The new tax law is making it a little more difficult to decide how you make your gifts to charity. Here’s why:
The standard deduction has increased from $12,000 to $24,000. So, what does that mean to you? On your tax return you can deduct the larger amount of the standard deduction (12,700 for married couple last year) or the total of your itemized deductions. For example, let’s say last year when you added up all of your charitable giving, taxes, mortgage interest etc. they totaled $7000. In that case you would want to take the standard deduction because it’s larger. In 2018 the standard deduction for married couple is now 24,000. You get to take that deduction even if you don’t have any itemized deductions.
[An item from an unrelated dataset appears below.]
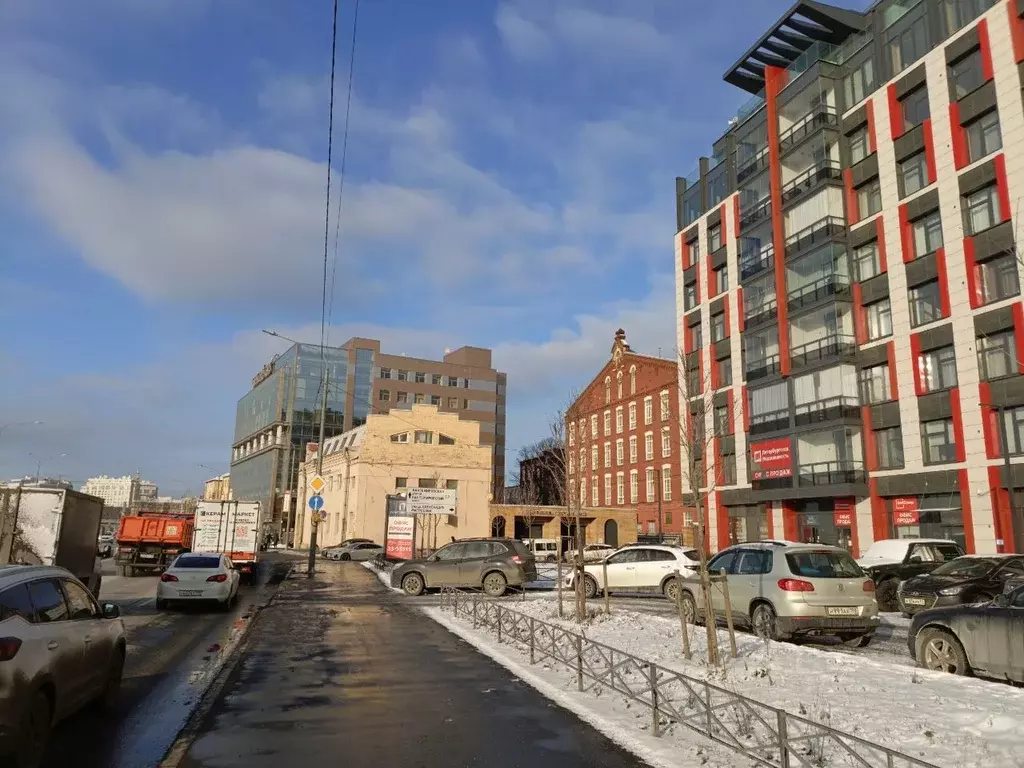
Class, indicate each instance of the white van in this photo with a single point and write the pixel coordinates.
(545, 550)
In essence this means you may not be getting credit for your charitable contributions.
However, as Capt. Spock (you’ll only understand this if you’re a Star Trek fan) used to say “there are always possibilities.” Here are a few to consider:
- You may want to contribute directly from your IRA. If you’re over 70 ½ (when you’re required to begin taking withdrawals from your IRA) you can contribute from your IRA directly to a charity. You don’t get a deduction but you also are not taxed on the amount withdrawn from the IRA. Another positive is that your contributions to charity from your IRA will count toward your required minimum distributions that begin at 70 ½. Ask your IRA administrator what steps you need to take, because the procedures can vary from firm to firm.
- Another option is charitable stockpiling. Here’s how it works.Instead of giving $10,000 per year over five years to a charity, you would give $50,000 in one year, taking you above the new $24,000 standard deduction and thus providing a tax benefit for your contribution.
- A donor advised fund could also be a viable option. Like stockpiling a large contribution such as $50,000 in the previous example could be given to a donor advised fund. You would get a tax deduction for this $50,000 in the year given. However, you wouldn’t have to choose the charities that you distribute the money to until later on. As long as it’s a 501©(3) qualified charity you’re okay.
This is only one of many aspects of the new tax law. It’s important that you look at your entire tax picture before making any decisions. Consulting with your CPA on this would help you connect the dots and maybe keep more money in your pocket rather than putting it in Uncle Sam’s.